The latest case follows an ongoing lawsuit in which Tsang and Leung are arguing that the Telecommunications Ordinance, specifically the granting of broadcasting licences, was unconstitutional.

==Post charges broadcasts==
- On 20 April 2008, the station made a broadcast in Mong Kok after a three months break. It was hosted by radio founder Tsang Kin-shing. He was joined by veteran pro-democracy activist Szeto Wah and chairman of the League of Social Democrats Wong Yuk-man. Five other legislators also took part in the unlicensed broadcast.
- On 4 May 2008, another public broadcast was made at Times Square.

==Court==
- On 8 Jan 2008 the ruling by magistrate Douglas Yau Tak-hong (游德康) said certain provisions of the broadcasting law in the Telecommunication Ordinance were unconstitutional.
- On 23 May 2008 six lawmakers and five democracy activists appeared in Eastern district court. The case was adjourned until 15 October 2008 waiting for the ruling of Douglas Yau.

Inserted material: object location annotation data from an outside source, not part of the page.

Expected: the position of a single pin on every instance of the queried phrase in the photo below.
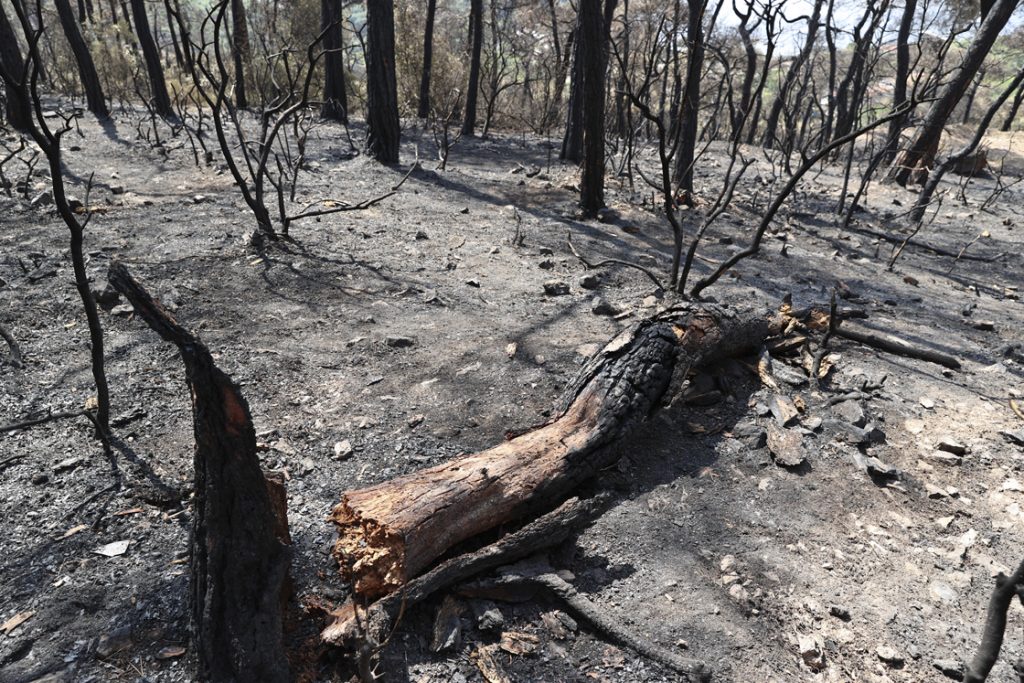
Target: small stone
(840, 612)
(783, 410)
(949, 668)
(68, 465)
(889, 655)
(948, 444)
(599, 306)
(556, 288)
(114, 642)
(1015, 437)
(398, 342)
(811, 652)
(943, 592)
(752, 435)
(943, 458)
(491, 620)
(343, 450)
(852, 412)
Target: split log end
(369, 553)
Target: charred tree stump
(239, 558)
(390, 532)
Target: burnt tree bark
(813, 23)
(239, 558)
(691, 98)
(591, 44)
(158, 87)
(335, 104)
(428, 60)
(913, 163)
(572, 140)
(240, 51)
(383, 129)
(473, 88)
(17, 112)
(1014, 108)
(391, 531)
(83, 58)
(900, 79)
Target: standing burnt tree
(476, 30)
(240, 51)
(691, 98)
(335, 98)
(428, 58)
(161, 101)
(913, 163)
(24, 85)
(83, 58)
(591, 51)
(383, 130)
(11, 61)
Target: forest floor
(818, 572)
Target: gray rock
(949, 444)
(840, 612)
(752, 435)
(890, 655)
(600, 306)
(398, 342)
(844, 431)
(556, 288)
(1015, 437)
(783, 410)
(949, 668)
(851, 412)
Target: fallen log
(374, 623)
(391, 531)
(239, 557)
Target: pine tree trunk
(913, 163)
(428, 60)
(86, 69)
(472, 90)
(161, 101)
(383, 129)
(591, 41)
(335, 98)
(10, 58)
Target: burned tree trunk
(158, 87)
(912, 165)
(476, 42)
(239, 558)
(383, 128)
(335, 98)
(86, 69)
(390, 532)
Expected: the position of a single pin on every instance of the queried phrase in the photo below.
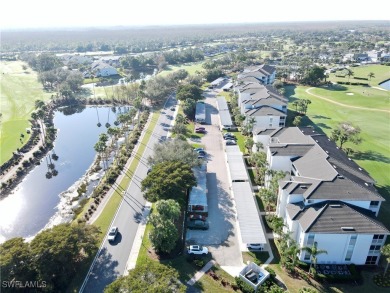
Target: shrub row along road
(112, 258)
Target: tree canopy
(188, 91)
(148, 277)
(174, 150)
(168, 180)
(345, 132)
(314, 75)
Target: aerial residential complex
(259, 100)
(326, 199)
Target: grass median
(105, 218)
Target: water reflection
(35, 200)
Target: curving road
(112, 258)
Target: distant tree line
(53, 258)
(53, 75)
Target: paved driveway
(221, 238)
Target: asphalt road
(221, 238)
(112, 257)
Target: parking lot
(221, 238)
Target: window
(378, 239)
(309, 243)
(351, 247)
(374, 249)
(371, 260)
(374, 204)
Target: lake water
(385, 85)
(35, 200)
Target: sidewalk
(200, 273)
(132, 261)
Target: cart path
(344, 105)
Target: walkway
(344, 105)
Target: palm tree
(349, 73)
(293, 252)
(371, 75)
(295, 104)
(314, 252)
(100, 147)
(385, 251)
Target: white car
(230, 142)
(197, 249)
(112, 234)
(254, 246)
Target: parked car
(228, 134)
(254, 246)
(197, 249)
(229, 137)
(197, 217)
(200, 130)
(197, 225)
(112, 234)
(230, 142)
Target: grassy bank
(105, 218)
(19, 90)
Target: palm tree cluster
(301, 105)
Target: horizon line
(90, 27)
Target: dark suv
(197, 225)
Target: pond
(35, 200)
(385, 85)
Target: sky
(94, 13)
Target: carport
(249, 221)
(224, 114)
(197, 202)
(236, 166)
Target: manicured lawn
(258, 257)
(373, 154)
(191, 68)
(381, 72)
(359, 96)
(19, 90)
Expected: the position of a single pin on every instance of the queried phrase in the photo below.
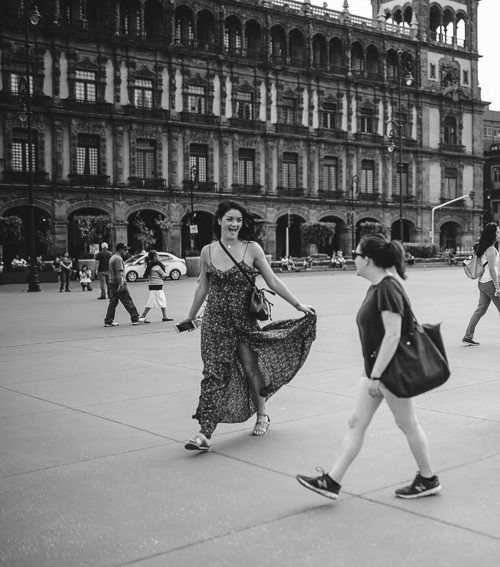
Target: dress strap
(245, 251)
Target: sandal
(262, 425)
(199, 443)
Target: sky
(489, 68)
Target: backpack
(472, 267)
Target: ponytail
(397, 253)
(385, 253)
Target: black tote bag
(420, 363)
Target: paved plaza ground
(93, 420)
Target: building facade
(164, 108)
(491, 131)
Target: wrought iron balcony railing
(200, 186)
(369, 196)
(194, 118)
(292, 129)
(246, 124)
(327, 195)
(291, 191)
(241, 189)
(87, 106)
(89, 180)
(406, 198)
(147, 183)
(37, 100)
(22, 177)
(146, 112)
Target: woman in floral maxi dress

| English name (jyutping or pinyin depending on media coverage) | Chinese name | Representing |
|---|---|---|
| Lee Cheuk-yan | 李卓人 | Hong Kong Confederation of Trade Unions |
| Emily Lau Wai-hing | 劉慧卿 | The Frontier |
| Lee Wing-tat | 李永達 | Democratic party |
| Fernando Cheung | 張超雄 | Civic Party |
| Albert Chan | 陳偉業 | League of Social Democrats |
| Leung Kwok-hung | 梁國雄 | League of Social Democrats |
| Tsang Kin-shing | 曾健成 | Activists, founder of station |
| Lo Hom-chau | 羅就 | Activists |
| Yang Kuang | 楊匡 | Activists |
| Ko Wah-bing | 柯華 | Activists |
| Poon Tat-keung | 潘達強 | Activists |

- On 10 Sept 2008 the rulings by magistrate Douglas Yau were heard in the Court of Appeal.
- On 12 Dec 2008 the Hong Kong government won its appeal against the dismissal of charges against Citizens' Radio activists for broadcasting without a licence.

==Raid==
The Office of the Telecommunications Authority (OFTA) mounted an enforcement operation against Citizens' Radio and raided the radio equipment on 19 December 2008. Activist Tsang Kin-shing said the equipment was worth HK$20,000 to HK$30,000.